La había encontrado, sí, pero al precio de su propia vida. Tomó la piedra cuando la vista se le empezaba a nublar, como si un velo oscuro descendiera sobre sus ojos. Instintivamente retrajo el brazo para plegarlo sobre el pecho, pero el esfuerzo sólo lo llevó a medio camino, lo posó sobre el vientre abierto con los intestinos al aire donde los insectos acudían a la sangre y perdió el conocimiento en la antesala de la muerte.

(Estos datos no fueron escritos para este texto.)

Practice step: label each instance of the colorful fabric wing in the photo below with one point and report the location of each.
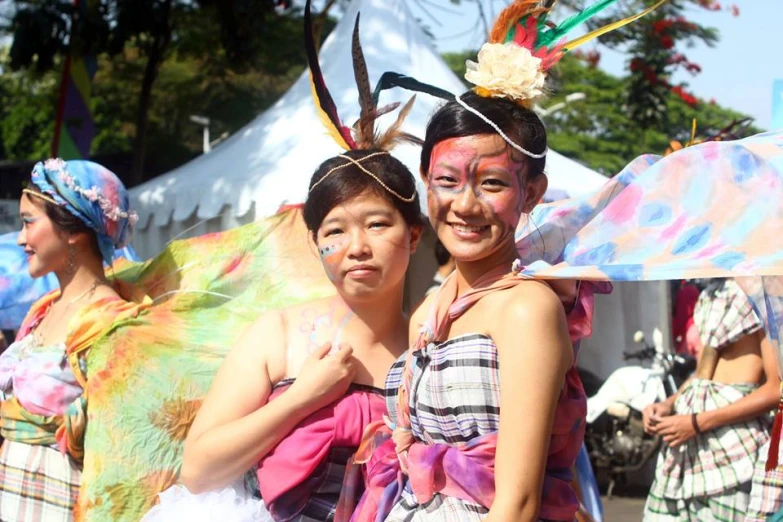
(18, 291)
(147, 380)
(711, 210)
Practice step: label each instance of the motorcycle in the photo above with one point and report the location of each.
(615, 437)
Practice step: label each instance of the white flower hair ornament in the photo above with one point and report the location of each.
(523, 45)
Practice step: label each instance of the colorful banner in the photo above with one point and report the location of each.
(74, 127)
(777, 105)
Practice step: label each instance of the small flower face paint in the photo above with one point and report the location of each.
(46, 249)
(364, 245)
(475, 195)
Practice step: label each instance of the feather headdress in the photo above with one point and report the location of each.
(363, 135)
(523, 45)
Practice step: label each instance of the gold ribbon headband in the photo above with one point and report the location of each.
(358, 164)
(40, 195)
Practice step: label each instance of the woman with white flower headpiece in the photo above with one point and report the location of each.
(486, 410)
(74, 215)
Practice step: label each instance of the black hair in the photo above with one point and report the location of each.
(350, 181)
(64, 221)
(714, 285)
(441, 254)
(521, 125)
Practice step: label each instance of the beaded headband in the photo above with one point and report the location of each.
(58, 167)
(522, 47)
(358, 164)
(40, 195)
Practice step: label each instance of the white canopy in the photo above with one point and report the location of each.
(269, 162)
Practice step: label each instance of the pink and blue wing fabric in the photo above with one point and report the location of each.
(711, 210)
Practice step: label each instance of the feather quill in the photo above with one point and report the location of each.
(327, 111)
(573, 44)
(365, 128)
(503, 28)
(393, 134)
(550, 36)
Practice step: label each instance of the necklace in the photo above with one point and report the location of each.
(38, 336)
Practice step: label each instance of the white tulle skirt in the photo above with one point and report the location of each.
(231, 504)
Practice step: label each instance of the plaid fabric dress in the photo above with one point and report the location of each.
(37, 484)
(766, 495)
(457, 390)
(709, 477)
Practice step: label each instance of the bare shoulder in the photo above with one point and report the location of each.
(528, 301)
(104, 292)
(419, 316)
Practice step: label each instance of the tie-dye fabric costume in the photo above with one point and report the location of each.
(705, 211)
(649, 222)
(300, 480)
(147, 380)
(42, 414)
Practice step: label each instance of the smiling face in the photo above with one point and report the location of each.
(46, 247)
(476, 194)
(365, 246)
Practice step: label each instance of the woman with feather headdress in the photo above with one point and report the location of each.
(296, 391)
(486, 410)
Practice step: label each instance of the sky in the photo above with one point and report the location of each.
(738, 72)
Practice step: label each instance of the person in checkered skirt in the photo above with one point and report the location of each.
(716, 427)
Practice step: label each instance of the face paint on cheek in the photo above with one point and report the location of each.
(331, 255)
(505, 207)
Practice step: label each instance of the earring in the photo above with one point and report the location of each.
(71, 259)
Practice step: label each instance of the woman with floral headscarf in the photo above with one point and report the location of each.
(74, 215)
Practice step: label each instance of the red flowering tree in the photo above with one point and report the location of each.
(656, 47)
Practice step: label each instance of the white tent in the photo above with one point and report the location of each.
(269, 162)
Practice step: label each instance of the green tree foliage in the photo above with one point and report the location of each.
(602, 133)
(656, 46)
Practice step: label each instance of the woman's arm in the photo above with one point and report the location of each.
(758, 402)
(705, 369)
(235, 426)
(678, 429)
(535, 354)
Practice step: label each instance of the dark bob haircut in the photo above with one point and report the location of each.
(522, 125)
(350, 181)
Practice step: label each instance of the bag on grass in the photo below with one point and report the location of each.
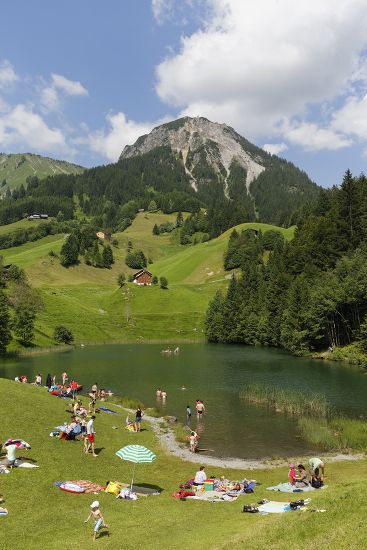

Sven le Berg salió de la espesura y se acercó al jabalí precavidamente, con el cuchillo en la mano. Como todo experto cazador, conocía la astucia de estas bestias que, cuando están malheridas, fingen la muerte hasta que el cazador se pone a su alcance y entonces, reuniendo sus últimas fuerzas, lo atacan fieramente. Krastig no fingía. Estaba bien muerto.

Sven miró el rostro pálido como la cera y los labios sin color de Guido de St. Bertevin. El muchacho tenía el abdomen abierto y se sostenía el paquete intestinal con las dos manos. Si no lo remataba una mano piadosa le esperaba una larga y dolorosa agonía. Sven enfundó su cuchillo después de limpiarlo en el lomo hirsuto del jabalí y se sonrió.

—Ah, Guido de St. Bertevin, ya no me darás la revancha de aquel torneo de la Provenza —se lamentó—. Amigo, ¿de qué te han servido los hechizos con que me derrotaste? Mírate ahora a punto de morir y sumirte en la nada después de tan breve vida.

Se preguntó cuánto le quedaba a él. En Tierra Santa había despreciado la vida muchas veces. Ahora comenzaba a verla como una fuente de placer. Viajaba solo, por espacios abiertos, bosques y mares, tomaba lo que quería y satisfacía sus deseos. No temía a nadie, ni siquiera a Asmodeo de Sinán ni a la Abominación a la que servía. Había descubierto que la felicidad radica en la libertad y él era libre.

Tomó una piedra, rompió el colmillo de Krastig y se lo guardó. Después registró la boca del animal para buscar la piedra Peregrina. Con la punta del cuchillo exploró el hueco debajo de la lengua, levantando los tegumentos. No encontró nada. Después hurgó en el resto de la boca. Nada. Al final, furioso, cortó el morro hasta que la mandíbula inferior se desprendió. Sin resultado. Quizá el jabalí se había tragado la piedra antes de morir. Lo abrió en canal y rebuscó en el estómago de la fiera sin hallar nada.

—Parece que el jabalí no tenía la piedra —se dijo, al fin, abandonando la búsqueda.

Se lavó en el arroyo los brazos ensangrentados, recuperó su caballo y se marchó.